Pero son cien años, y pesan mucho. Le han operado de cataratas, le han intervenido de una cadera, que no llegó a romperse, pero que en los últimos años le hacía cojear, no sin gracia, pero andaba por los prados moviéndose con mucha dificultad. Al final Platero opto por retirarse una temporada a un sitio tranquilo, afable y alegre. Y como a Platero le gusta su Sur, se vino a Cádiz.
En Cádiz fue acogido por una librería, recorrió varias antes de escoger una, La Clandestina, -mira que me gusta a mi este nombre, me inspira transgresión, me evoca prohibición-, y a la puerta podíamos ver a este nuevo ciudadano de Cádiz, como pasaba las horas y horas, buscando el fresco de los atardeceres y las caricias de los paseantes, sobre todo de los más pequeños, quienes no se resistían a acariciar su cuello, su morro.., y el siempre les devolvía un vaivén de rabo o un ligero movimiento de orejas.
Pero Cádiz dejó hace tiempo de ser la cuna de la libertad. Cádiz ahora es la ciudad donde, desde el ayuntamiento, se manda a las mujeres que protestan arrestadas a sus casas, donde a todo aquel que critica, tarde o temprano acaba en los juzgados con una querella, en el Cádiz de hoy hay un cierto miedo, miedo a perder, miedo a ser señalado,miedo a no recibir los "favores" del poder, y no pueden permitir que un burro, no ya que ande jugueteando por sus calles, no podían permitir que un asno, aunque se llame Platero, esté tranquilamente a las puertas de una librería. Y la autoridad, investida de todos sus atributos, grises más en negro y blanco, -a mi me recuerdo al Tirano Banderas, por lo que de esperpento tiene-, decide arrestar a Platero y que pase a ser clandestino en La Clandestina.

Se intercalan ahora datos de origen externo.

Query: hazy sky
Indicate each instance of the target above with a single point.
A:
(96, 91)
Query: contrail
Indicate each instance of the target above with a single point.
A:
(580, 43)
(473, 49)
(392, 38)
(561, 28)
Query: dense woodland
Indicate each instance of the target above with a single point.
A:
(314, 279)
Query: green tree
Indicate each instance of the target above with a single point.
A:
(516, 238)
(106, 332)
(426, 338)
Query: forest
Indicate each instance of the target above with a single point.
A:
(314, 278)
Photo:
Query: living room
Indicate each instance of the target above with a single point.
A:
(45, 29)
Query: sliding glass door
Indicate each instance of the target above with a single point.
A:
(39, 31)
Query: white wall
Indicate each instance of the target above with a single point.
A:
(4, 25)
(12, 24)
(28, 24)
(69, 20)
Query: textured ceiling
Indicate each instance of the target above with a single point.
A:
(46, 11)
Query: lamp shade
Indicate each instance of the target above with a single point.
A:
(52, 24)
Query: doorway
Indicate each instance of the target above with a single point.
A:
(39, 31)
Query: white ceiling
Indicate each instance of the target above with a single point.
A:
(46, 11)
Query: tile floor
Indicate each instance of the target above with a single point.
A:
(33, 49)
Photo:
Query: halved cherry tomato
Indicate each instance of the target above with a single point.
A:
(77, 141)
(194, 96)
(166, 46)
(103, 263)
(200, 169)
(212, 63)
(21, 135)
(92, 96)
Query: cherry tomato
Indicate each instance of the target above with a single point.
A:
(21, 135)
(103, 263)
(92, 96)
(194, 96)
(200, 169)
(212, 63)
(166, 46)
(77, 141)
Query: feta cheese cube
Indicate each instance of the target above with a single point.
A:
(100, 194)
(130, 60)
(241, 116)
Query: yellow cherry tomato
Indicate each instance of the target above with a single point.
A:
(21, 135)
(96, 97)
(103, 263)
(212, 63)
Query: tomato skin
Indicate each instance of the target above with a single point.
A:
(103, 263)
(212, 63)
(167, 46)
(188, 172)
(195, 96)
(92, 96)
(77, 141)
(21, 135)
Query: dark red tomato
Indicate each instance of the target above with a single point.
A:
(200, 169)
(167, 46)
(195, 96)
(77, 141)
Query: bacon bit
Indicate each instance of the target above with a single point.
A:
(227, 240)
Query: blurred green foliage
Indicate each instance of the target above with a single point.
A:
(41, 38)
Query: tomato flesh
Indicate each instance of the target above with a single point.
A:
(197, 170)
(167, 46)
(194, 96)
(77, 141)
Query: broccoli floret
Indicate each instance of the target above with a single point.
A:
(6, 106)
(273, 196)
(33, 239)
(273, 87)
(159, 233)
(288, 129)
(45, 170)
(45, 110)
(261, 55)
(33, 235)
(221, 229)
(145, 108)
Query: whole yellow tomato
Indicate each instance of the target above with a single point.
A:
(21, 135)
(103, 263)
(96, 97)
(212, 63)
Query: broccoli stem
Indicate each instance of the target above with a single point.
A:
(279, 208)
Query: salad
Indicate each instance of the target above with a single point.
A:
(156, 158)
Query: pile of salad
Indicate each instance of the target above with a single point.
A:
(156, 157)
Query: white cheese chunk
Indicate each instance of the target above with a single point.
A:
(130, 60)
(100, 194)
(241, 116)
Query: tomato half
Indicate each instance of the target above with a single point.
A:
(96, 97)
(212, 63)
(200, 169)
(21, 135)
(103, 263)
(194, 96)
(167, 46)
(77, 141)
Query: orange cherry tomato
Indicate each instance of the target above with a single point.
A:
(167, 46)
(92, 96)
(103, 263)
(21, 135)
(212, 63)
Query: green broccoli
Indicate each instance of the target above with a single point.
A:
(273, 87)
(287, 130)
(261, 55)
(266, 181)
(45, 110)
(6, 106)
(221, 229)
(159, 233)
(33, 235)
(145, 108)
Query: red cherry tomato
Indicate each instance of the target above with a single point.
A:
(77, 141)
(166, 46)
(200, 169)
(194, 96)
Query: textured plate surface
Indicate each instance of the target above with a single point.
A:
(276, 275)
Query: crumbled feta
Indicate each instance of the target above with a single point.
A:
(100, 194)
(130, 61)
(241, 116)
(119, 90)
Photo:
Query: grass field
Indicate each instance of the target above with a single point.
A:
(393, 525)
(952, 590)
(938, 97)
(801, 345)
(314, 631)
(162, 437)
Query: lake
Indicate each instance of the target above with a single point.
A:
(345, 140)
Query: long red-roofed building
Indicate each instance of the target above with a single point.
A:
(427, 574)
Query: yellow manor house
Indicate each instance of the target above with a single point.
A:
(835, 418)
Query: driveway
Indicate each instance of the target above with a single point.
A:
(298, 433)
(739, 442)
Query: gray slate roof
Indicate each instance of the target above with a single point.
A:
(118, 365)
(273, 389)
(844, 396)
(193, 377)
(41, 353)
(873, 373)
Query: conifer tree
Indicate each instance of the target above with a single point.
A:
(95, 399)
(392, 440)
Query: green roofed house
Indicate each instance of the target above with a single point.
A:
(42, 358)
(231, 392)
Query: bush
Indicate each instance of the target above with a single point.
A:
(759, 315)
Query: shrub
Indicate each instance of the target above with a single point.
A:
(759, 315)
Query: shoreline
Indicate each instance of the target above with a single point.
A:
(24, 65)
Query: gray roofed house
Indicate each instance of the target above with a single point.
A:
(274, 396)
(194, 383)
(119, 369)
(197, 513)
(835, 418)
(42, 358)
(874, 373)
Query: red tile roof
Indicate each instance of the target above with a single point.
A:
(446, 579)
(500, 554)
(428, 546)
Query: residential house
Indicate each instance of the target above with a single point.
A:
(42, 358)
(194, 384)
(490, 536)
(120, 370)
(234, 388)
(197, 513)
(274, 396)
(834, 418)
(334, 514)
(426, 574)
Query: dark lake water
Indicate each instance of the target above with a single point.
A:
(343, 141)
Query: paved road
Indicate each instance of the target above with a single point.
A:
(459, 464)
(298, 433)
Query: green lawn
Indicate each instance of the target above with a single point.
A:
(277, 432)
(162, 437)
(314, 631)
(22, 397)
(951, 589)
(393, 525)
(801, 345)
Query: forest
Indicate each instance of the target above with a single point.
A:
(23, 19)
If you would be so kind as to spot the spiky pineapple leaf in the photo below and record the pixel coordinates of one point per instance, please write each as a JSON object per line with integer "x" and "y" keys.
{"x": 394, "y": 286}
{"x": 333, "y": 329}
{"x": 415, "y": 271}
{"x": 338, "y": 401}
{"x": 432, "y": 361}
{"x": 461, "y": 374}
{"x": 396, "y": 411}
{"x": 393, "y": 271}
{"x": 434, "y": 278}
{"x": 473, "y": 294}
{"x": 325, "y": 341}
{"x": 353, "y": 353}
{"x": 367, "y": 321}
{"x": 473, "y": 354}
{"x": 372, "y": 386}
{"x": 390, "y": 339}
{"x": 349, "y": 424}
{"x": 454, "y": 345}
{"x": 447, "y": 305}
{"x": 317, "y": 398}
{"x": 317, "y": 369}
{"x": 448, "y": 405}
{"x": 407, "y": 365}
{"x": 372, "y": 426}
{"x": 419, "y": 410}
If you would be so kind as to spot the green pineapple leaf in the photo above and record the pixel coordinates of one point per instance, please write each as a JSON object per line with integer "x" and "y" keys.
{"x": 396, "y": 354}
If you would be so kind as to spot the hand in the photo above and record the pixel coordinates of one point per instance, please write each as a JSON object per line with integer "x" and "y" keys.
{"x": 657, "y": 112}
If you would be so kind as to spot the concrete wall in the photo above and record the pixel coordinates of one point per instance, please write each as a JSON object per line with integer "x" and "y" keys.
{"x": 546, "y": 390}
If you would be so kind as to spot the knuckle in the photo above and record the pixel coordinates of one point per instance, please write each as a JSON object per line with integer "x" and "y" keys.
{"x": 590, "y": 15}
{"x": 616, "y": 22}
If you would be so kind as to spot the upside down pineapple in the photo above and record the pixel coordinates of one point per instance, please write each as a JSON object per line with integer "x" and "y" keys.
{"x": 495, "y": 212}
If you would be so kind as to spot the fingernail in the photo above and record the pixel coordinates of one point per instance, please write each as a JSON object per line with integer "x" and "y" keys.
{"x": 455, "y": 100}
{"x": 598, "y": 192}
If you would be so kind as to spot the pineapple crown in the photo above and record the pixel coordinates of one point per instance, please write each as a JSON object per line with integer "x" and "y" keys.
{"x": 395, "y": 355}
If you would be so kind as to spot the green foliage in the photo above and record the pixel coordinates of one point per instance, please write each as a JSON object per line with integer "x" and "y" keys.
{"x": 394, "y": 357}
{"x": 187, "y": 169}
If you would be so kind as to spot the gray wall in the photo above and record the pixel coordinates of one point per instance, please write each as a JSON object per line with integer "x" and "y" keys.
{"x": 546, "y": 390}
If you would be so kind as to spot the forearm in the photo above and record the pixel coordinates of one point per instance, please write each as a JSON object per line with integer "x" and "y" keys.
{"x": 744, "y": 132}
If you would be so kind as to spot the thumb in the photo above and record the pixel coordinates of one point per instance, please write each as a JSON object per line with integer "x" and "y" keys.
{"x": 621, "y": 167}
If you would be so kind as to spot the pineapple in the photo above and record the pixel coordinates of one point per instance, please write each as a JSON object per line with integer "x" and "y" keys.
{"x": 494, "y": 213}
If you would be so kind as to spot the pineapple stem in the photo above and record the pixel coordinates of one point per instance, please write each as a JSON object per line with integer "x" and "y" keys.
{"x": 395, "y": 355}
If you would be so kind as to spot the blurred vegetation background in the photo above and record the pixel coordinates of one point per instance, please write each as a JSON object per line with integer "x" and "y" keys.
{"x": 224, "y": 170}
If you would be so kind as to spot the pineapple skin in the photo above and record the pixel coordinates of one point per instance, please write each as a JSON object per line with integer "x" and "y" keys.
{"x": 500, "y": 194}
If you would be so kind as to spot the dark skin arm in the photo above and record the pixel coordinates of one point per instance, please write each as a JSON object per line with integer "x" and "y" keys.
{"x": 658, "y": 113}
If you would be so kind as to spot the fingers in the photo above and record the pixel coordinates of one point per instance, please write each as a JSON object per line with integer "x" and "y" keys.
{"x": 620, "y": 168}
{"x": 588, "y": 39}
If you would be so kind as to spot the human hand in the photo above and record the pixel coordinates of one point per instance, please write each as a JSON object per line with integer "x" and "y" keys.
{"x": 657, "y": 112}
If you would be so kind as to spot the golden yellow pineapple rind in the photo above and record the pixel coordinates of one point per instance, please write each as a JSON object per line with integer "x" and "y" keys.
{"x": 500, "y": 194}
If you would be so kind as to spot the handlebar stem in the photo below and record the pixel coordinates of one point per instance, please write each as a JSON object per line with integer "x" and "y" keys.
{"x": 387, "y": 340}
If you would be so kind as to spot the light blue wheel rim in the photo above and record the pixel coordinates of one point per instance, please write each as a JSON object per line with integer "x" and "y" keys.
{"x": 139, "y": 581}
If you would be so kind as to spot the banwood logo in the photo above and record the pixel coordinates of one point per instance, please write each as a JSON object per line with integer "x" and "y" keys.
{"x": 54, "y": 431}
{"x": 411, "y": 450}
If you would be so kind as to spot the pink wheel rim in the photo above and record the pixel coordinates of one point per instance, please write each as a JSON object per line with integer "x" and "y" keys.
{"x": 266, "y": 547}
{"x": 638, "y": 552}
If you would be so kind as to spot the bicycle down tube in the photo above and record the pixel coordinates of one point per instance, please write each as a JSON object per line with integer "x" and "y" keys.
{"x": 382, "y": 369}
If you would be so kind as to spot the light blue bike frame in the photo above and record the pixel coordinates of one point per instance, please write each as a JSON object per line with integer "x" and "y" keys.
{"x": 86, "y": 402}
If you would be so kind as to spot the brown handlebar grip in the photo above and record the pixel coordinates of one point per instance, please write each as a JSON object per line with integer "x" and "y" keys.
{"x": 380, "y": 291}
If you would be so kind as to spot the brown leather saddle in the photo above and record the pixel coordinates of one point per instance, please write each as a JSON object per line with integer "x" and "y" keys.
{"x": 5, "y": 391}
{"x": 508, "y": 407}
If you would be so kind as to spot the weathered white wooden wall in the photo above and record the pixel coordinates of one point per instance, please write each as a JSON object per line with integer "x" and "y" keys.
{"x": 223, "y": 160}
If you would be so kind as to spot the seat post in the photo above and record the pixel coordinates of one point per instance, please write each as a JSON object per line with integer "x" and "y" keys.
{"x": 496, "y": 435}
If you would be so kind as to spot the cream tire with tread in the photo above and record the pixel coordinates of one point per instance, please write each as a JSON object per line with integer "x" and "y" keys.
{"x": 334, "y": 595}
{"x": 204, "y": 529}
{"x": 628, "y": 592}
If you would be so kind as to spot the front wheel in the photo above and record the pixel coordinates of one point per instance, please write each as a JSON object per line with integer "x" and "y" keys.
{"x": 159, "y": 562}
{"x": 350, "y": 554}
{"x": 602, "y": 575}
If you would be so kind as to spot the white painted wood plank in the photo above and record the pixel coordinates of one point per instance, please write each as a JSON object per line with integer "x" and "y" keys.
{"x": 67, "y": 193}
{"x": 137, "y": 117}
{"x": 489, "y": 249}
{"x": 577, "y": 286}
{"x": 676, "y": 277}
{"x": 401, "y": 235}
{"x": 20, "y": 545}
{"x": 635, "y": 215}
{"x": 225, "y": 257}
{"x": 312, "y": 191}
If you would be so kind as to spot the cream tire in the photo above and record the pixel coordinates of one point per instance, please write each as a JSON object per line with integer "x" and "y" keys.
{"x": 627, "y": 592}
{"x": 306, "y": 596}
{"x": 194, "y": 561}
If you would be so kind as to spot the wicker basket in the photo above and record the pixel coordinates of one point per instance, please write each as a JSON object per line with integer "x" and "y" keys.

Platero empezó a momificarse en su cautiverio, empezó a cambiar el pelo por papeles de periódico, y en un abrir y cerrar de ojos se convirtió en una estatua de papel maché, inmóvil, sin vida, bueno casi sin vida porque todos los días una lágrima humedecía su hocico en su rincón de la librería-cárcel.
La semana pasada, un grupo anárquicamente organizado, compuesto por personas que no solamente leen, además llevan la lectura aquí y allá, decidieron hacer una especie de aquelarre. Sacaron al Platero de cartón piedra a la puerta de La Clandestina, y empezaron a leer la obra de Juan Ramón Jiménez. Niños y niñas, jubiladas y libreras, libreras jubiladas, paseantes, bibliotecarios y funcionarias, leían en voz alta alguno capítulos de viejas ediciones rescatadas de los estantes.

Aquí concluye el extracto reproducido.